Mr. AKAKA Mr. President, I am proud to cosponsor the Taxpayer Protection and Assistance Act of 2005. I thank Senator Bingaman for introducing this bill and working closely with me over the years to protect taxpayers and expand access to financial services. I also appreciate all of the efforts of Senators Baucus, Smith, Grassley, and Pryor on this important piece of consumer protection legislation.

The earned income tax credit (EITC) helps working families meet their food, clothing, housing, transportation, and education needs. Unfortunately, EITC refunds intended for working families are unnecessarily diminished by excessive tax preparation fees and the use of refund anticipation loans (RALs). According to the Brookings Institution, an estimated $1.9 billion intended to assist low-income families via the EITC was received by commercial tax preparers and affiliated national banks to pay for tax assistance, electronic filing of returns, and high-cost refund anticipation loans in 2002. Interest rates on RALs can range from 97 percent to more than 2,000 percent. The interest rates and fees charged on this type of product are not justified given the short duration and low repayment risk of this type of loan.

Mr. President, this legislation is a good start towards improving the quality of tax preparation services, providing relevant and useful disclosures about the use of RALs, and expanding access to low- and moderate-income families to mainstream financial services. The Act will provide the Department of the Treasury with the authority to regulate individuals preparing federal income tax returns and other documents for submission to the Internal Revenue Service. Fifty-seven percent of EITC overclaims were made on returns put together by paid preparers. This Act requires examinations, education, and oversight of paid preparers and urges citizens to utilize the services of an accredited or licensed tax preparer. This should improve the quality of tax preparation services available to our citizens.

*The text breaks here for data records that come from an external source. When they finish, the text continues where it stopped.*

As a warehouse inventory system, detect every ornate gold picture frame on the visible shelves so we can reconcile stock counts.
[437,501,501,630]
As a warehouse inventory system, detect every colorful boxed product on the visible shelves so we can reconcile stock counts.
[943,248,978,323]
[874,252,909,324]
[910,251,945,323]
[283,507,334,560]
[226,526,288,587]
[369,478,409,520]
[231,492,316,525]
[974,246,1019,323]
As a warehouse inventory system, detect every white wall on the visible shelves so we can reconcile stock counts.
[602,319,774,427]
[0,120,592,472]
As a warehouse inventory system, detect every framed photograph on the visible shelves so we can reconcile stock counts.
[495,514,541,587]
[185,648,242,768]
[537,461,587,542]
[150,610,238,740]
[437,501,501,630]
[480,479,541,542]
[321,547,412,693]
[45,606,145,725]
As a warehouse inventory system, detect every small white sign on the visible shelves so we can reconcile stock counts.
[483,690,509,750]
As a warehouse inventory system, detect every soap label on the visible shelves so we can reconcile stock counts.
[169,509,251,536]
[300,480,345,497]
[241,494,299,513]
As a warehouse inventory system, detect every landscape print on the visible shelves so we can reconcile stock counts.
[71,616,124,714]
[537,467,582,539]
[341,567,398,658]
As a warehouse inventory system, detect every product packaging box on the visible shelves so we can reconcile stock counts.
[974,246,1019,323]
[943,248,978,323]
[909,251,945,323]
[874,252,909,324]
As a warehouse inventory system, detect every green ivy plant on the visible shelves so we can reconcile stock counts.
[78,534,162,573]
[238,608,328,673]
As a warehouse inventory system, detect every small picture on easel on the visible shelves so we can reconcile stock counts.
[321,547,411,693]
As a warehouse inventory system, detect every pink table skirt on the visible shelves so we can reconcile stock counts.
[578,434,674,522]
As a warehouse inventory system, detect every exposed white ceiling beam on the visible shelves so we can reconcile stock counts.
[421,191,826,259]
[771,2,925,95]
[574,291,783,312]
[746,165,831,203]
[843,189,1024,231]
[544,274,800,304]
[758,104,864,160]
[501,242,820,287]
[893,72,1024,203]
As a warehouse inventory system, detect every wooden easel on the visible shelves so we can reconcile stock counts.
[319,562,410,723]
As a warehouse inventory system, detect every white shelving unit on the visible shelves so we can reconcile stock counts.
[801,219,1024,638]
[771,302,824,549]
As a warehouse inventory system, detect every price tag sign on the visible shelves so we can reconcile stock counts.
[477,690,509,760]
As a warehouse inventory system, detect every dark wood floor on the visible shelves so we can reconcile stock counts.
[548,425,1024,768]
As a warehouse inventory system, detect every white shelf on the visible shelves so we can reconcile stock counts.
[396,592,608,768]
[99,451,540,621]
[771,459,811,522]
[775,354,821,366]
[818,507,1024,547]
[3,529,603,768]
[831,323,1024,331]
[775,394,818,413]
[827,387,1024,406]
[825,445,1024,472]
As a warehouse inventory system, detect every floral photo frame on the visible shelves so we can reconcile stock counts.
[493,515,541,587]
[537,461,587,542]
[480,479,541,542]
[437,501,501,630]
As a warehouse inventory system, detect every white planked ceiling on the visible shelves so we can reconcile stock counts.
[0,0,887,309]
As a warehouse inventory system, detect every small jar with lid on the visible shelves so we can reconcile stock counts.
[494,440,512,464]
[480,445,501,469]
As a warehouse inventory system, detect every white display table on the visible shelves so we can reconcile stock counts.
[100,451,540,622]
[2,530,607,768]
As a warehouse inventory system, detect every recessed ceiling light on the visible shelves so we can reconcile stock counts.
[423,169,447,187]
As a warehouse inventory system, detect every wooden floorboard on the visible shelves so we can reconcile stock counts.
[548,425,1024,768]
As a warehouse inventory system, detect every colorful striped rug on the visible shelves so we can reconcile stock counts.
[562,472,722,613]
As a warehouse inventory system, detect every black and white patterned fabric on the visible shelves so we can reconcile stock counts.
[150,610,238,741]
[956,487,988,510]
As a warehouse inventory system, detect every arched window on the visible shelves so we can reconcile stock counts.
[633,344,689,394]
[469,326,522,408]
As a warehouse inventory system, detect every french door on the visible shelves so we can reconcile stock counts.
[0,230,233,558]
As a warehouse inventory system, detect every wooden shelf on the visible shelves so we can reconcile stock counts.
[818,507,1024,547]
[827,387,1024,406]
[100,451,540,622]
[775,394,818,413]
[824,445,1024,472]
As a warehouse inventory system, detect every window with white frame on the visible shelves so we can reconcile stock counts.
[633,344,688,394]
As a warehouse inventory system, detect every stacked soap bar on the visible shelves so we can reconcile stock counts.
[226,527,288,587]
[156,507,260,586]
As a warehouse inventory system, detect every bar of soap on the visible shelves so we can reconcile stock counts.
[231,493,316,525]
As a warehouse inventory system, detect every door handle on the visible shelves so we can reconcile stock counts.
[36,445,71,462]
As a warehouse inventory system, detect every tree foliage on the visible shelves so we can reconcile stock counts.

In addition, the Act will require RAL facilitators to register with the Department of the Treasury, and comply with minimum disclosure requirements intended to improve the understanding of consumers about the costs associated with RALs. The Act also requires that the Department of the Treasury conduct a public awareness campaign intended to improve the knowledge of consumers about the costs associated with RALs. We need consumers to know more about the high fees associated with RALs and what alternatives are available, such as opening a bank or credit union account and having their refund directly deposited into it.

I am pleased that authorization language for a grant program to link tax preparation services with the opening of a bank or credit union account is included in this legislation. It is estimated that four million EITC recipients are classified as unbanked, and lack a formal relationship with a financial institution. Approximately 45 percent of EITC recipients pay for check cashing services. Check cashing services reduce EITC benefits by $130 million. Having a bank account allows individuals to take advantage of electronic filing, thus eliminating the excessive fees that check cashing services and refund anticipation loan providers assess. An account at a bank or credit union provides consumers alternatives to rapid refund loans, check cashing services, and lower cost remittances. In addition, bank and credit union accounts provide access to products and services found at mainstream financial institutions, such as savings accounts and reasonably priced loans.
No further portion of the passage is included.